Monday, July 28, 2008

Farmers in Burma go back to work

Associated Press / July 28, 2008

THOME GWE, Burma - Ko Nyi Thaut lost six of his children and all his possessions when Cyclone Nargis hit Burma three months ago. But the farmer, 53, still has his rice fields. The surprise, say aid workers, is how quickly he and others have gone back to work.

The broader food outlook, however, is bleak.

Like tens of thousands of farmers, Ko Nyi Thaut labors from dawn to dusk preparing his flood-ravaged Irrawaddy delta land for a crop that should have been planted a month ago.

"If the weather is good and we are lucky, I think we could get about two-thirds of what we had before," he said.

"It would not have been enough for my family if we still had 11 people. But the cyclone killed six of my children, so maybe we will have enough rice for the family now."

His remark is a heart-rending reminder of how the cyclone ripped entire families to shreds as it roared through the delta May 2 and 3, killing 84,537 and leaving 53,836 missing and presumed dead, according to an official count.

Now comes the task of feeding the survivors, and aid workers acknowledge the odds are stacked against them being able to match the bountiful yields that turned this region into Burma's rice bowl.

Many farmers have been quickly draining their land and removing fallen trees and other debris. But they say they lack water buffaloes and plows, or have gone heavily into debt to buy fuel that has doubled in price. Families have lost not just their land but the fathers and sons who knew how to farm it.

"It doesn't look good at all," Ashley Clements of the World Vision aid group said by telephone from Burma. Many people will need food aid "for the next few months and even for a year or so."

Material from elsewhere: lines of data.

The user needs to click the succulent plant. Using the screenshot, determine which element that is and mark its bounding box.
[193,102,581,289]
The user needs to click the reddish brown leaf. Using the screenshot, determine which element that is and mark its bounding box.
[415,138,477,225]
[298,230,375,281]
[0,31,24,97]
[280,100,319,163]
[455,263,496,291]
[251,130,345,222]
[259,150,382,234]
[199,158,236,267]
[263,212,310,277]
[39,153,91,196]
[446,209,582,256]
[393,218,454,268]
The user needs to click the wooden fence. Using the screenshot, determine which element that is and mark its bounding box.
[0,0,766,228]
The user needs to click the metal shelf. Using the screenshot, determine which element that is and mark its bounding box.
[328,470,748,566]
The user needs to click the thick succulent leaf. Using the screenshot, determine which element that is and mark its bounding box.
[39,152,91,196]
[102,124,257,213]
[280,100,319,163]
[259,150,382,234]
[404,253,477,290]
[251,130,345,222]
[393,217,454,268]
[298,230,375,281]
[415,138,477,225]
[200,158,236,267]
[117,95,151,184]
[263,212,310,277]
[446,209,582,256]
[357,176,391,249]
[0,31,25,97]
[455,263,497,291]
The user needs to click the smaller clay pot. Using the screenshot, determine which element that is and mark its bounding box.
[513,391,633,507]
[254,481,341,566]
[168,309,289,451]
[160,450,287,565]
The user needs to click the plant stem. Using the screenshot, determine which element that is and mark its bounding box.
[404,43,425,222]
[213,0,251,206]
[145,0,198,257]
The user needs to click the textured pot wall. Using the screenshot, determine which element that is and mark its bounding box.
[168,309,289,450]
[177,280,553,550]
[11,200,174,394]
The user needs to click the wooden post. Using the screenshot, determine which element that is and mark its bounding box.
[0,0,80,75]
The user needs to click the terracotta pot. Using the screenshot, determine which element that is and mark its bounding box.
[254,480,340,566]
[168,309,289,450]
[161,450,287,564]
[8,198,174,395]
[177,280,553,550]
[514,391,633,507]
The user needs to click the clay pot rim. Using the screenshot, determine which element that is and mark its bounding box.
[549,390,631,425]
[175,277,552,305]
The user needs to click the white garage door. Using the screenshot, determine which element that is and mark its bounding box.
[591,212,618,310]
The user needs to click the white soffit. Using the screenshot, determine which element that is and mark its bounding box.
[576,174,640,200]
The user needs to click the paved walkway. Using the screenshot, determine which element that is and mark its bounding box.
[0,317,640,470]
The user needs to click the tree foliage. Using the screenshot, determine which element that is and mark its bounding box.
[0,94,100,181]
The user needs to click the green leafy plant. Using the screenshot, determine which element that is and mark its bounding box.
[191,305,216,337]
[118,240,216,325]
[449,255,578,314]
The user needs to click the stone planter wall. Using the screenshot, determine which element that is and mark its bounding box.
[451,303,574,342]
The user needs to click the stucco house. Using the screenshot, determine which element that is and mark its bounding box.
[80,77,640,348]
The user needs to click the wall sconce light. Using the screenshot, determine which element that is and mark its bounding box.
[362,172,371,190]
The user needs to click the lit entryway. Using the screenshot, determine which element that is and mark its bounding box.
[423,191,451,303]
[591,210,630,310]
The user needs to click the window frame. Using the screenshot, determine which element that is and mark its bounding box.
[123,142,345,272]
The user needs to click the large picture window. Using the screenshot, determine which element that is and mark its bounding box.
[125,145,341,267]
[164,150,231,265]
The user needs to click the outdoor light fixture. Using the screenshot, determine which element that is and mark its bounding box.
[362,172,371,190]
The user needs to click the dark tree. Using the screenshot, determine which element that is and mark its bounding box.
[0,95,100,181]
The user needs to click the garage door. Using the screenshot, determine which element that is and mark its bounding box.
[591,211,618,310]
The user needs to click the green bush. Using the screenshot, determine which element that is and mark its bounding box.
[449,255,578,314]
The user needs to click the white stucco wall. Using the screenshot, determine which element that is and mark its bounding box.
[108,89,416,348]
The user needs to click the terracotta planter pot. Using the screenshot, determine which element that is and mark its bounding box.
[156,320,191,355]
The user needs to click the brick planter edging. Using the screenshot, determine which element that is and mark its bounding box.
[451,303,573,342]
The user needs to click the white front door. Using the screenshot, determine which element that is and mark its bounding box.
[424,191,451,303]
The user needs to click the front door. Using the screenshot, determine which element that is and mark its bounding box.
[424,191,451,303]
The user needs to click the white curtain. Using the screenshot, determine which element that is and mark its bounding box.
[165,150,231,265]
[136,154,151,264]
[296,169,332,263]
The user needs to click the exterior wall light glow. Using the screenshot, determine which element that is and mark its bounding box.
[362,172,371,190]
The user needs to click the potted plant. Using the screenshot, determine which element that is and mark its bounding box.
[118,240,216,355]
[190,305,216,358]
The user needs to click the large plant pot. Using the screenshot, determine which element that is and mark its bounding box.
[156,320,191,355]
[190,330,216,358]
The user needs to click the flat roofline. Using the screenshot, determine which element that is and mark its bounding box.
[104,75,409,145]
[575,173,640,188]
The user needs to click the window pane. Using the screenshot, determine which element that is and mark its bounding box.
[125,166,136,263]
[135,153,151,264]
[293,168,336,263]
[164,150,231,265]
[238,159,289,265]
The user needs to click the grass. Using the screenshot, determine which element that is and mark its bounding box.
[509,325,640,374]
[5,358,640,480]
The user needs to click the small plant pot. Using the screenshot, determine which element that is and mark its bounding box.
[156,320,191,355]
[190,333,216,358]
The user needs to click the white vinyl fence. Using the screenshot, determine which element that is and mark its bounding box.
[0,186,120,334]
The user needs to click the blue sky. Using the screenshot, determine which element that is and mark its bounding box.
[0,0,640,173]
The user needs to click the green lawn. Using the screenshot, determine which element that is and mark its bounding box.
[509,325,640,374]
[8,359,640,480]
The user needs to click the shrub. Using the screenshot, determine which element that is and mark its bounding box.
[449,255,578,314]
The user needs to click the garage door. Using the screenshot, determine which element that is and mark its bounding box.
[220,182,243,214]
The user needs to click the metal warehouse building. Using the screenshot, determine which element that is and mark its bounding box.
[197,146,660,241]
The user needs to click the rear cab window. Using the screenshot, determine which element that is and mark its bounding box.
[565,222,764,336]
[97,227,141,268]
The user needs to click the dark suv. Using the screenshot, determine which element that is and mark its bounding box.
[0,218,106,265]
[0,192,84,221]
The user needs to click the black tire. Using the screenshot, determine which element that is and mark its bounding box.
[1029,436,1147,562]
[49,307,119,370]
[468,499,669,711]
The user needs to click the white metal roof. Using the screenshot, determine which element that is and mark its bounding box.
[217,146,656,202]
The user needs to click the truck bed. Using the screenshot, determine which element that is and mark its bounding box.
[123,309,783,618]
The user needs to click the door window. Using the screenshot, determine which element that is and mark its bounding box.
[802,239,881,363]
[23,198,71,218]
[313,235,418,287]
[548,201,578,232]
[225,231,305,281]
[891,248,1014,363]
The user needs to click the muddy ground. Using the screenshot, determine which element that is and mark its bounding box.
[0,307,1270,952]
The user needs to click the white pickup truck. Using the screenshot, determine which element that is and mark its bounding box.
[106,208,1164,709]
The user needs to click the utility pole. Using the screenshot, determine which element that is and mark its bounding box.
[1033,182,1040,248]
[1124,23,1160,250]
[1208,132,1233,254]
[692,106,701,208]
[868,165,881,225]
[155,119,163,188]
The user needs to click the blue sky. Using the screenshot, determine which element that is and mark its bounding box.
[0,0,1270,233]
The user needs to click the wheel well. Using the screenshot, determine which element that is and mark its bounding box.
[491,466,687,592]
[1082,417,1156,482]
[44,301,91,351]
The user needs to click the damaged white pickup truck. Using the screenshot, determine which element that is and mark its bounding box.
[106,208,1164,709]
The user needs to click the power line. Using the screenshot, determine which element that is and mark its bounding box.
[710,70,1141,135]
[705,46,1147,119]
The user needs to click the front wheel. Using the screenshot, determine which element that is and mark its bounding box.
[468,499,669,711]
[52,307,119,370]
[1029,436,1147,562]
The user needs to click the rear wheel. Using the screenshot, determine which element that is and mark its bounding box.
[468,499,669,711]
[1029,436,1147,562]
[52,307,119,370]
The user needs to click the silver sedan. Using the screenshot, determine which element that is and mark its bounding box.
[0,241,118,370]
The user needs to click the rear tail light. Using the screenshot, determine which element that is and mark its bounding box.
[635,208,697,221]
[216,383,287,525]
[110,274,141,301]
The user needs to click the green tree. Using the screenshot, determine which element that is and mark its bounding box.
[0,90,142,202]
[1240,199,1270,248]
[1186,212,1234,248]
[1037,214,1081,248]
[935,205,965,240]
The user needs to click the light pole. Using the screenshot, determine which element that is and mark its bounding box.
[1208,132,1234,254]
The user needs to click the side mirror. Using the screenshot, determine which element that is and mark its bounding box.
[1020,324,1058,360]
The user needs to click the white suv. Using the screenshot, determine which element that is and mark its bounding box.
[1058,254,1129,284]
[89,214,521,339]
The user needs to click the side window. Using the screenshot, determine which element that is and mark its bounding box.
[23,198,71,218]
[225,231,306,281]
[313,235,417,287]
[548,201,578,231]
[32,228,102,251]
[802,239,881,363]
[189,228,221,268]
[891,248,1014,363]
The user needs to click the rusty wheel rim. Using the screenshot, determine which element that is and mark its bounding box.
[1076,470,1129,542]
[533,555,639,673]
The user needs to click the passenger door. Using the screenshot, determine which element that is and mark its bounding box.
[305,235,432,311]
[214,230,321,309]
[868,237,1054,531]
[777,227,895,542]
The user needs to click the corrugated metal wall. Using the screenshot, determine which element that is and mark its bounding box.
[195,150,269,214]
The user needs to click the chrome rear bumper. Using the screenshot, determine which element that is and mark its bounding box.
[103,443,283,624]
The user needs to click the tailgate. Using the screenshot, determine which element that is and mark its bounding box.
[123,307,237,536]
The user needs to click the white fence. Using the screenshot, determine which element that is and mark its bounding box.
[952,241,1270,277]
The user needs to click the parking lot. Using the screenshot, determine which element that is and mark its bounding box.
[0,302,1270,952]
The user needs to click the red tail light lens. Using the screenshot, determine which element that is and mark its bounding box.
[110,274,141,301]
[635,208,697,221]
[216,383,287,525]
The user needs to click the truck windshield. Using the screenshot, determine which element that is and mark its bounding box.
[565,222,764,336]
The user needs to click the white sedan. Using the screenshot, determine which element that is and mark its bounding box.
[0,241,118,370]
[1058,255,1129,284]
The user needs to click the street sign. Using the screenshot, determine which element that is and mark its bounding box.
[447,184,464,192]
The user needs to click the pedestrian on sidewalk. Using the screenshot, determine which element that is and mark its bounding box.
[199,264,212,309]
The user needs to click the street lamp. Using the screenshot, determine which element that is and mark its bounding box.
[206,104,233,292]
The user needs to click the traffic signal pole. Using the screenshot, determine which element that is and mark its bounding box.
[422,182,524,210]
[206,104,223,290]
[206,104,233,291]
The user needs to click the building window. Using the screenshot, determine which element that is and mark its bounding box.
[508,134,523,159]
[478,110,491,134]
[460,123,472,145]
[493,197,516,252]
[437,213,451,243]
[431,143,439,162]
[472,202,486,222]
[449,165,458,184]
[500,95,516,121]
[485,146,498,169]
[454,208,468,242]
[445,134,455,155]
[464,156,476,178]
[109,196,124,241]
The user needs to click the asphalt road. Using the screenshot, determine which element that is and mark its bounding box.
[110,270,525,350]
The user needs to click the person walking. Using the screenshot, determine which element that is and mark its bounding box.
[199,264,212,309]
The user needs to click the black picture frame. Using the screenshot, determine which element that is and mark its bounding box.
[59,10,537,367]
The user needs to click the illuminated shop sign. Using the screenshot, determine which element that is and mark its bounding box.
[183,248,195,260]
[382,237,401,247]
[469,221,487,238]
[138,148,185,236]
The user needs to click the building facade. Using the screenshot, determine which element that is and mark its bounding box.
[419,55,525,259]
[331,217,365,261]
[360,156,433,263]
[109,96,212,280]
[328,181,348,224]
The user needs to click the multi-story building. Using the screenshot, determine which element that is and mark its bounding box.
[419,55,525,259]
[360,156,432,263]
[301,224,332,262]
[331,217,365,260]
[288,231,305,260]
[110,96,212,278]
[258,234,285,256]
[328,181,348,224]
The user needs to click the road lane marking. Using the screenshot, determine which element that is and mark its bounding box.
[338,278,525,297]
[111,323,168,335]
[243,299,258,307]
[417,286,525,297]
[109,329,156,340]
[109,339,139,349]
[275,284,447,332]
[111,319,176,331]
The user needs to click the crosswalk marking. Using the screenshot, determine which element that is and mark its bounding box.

In the cyclone's immediate aftermath, the focus was on feeding and sheltering the estimated 2.4 million survivors.

Now the recovery effort turns to reviving livelihoods. It will be a tall task considering some 2 million acres of rice paddy were submerged by the massive waves and 85 percent of seed stocks destroyed.

Specialists said returning farmers to the fields is a priority because of the threat of worsening food shortages. In 1988, demonstrations against Burma's military junta over rice prices and other issues ended in heavy bloodshed.

The United Nations World Food Program has provided 20,000 tons of food aid to 733,000 cyclone survivors and sees the number in need growing to 924,000. But even after rice is harvested in October, it expects to keep feeding as many as 300,000 survivors for another year.

"Normally, we try and avoid giving out food at harvest time," said Tony Banbury, the food program's regional director in Bangkok. But this time it's different because of the loss of animals, land, or a family head who "may have left behind a wife and four kids but she doesn't have the skills to immediately pick up farming."

Burmese officials say only about 30 percent of affected fields have been planted.